How Buddy Up creates shared value

Creating Shared Value means building solutions that benefit both our company and the people connected to it. Buddy Up does this by strengthening mental health support, improving safety, and deepening the relationships that link our worksites to surrounding communities.

When our teams are trained to recognize and respond to mental health challenges, the impact reaches beyond the workplace. It leads to safer crews, more open communication, and stronger communities.

By making care and awareness part of how we operate, Buddy Up creates shared value every day. It helps people feel supported, builds trust across teams, and contributes to the wellbeing of the regions where we work.

CSV Karr

Buddy up training

Buddy Up training is open to everyone at CSV. It only takes a few minutes to learn how to notice when someone might be struggling and how to reach out safely. Completing the training strengthens our shared culture of care and connection.

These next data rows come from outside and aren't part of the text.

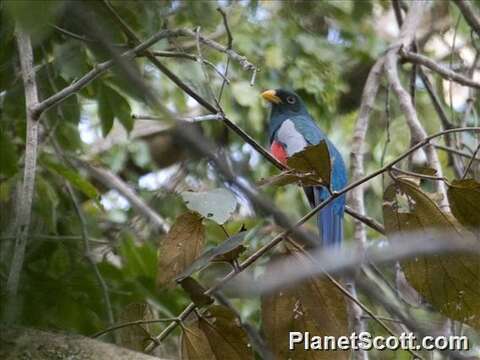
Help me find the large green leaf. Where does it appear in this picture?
[383,178,480,328]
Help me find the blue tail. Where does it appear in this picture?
[314,188,345,247]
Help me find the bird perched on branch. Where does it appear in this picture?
[262,89,347,247]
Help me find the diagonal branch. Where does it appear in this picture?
[7,25,39,318]
[453,0,480,36]
[400,48,480,89]
[145,127,480,352]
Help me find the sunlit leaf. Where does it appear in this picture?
[383,179,480,328]
[181,188,237,224]
[157,212,205,286]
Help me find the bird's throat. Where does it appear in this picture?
[270,140,287,165]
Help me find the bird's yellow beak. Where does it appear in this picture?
[262,90,282,104]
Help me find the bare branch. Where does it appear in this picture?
[7,25,39,320]
[400,48,480,89]
[453,0,480,36]
[78,161,170,233]
[145,121,480,352]
[33,30,186,117]
[385,1,448,209]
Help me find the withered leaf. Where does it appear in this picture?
[262,254,349,360]
[447,179,480,233]
[181,321,216,360]
[182,305,253,360]
[287,141,332,185]
[180,277,213,307]
[198,305,253,360]
[157,212,205,286]
[383,179,480,328]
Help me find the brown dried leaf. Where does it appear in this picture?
[181,321,216,360]
[157,212,205,286]
[447,179,480,233]
[198,305,253,360]
[383,179,480,328]
[182,305,253,360]
[180,277,213,307]
[262,253,349,360]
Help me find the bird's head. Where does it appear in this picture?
[262,89,311,141]
[262,89,307,117]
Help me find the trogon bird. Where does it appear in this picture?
[262,89,347,247]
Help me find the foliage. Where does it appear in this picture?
[0,0,480,359]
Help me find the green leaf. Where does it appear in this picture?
[98,84,133,136]
[42,159,98,199]
[262,253,349,359]
[287,141,332,186]
[198,305,253,360]
[383,178,480,328]
[447,179,480,232]
[181,188,237,225]
[118,303,154,352]
[181,321,216,360]
[157,212,205,286]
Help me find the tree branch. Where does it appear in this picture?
[400,47,480,89]
[0,327,161,360]
[385,1,448,209]
[453,0,480,36]
[145,121,480,352]
[7,25,39,320]
[77,160,170,233]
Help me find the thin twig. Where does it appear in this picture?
[91,318,177,339]
[453,0,480,36]
[76,159,170,233]
[145,127,480,352]
[400,48,480,89]
[65,181,115,332]
[462,144,480,179]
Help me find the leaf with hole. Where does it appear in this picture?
[181,188,237,225]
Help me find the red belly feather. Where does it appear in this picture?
[270,140,287,165]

Support for every mental health journey

Mental health looks different for everyone. Buddy Up was created with the Centre for Suicide Prevention to build awareness and care across our teams. We also recognize that people may seek different kinds of support at different times. The organizations below offer additional resources, guidance, and services that many individuals and families across Alberta have found helpful. If you or someone you care about needs immediate support, you can call or text 988 to reach the Suicide Crisis Helpline, available 24/7.

Buddy Up

CMHA Alberta offers counselling, education, and community programs that support people through a wide range of mental health journeys. Their work helps individuals and families find connection, stability, and the right resources when they need it.

Buddy Up

The Centre for Suicide Prevention provides training, research, and tools that help people recognize when someone may be struggling and how to offer support. Their programs are widely used across Canada.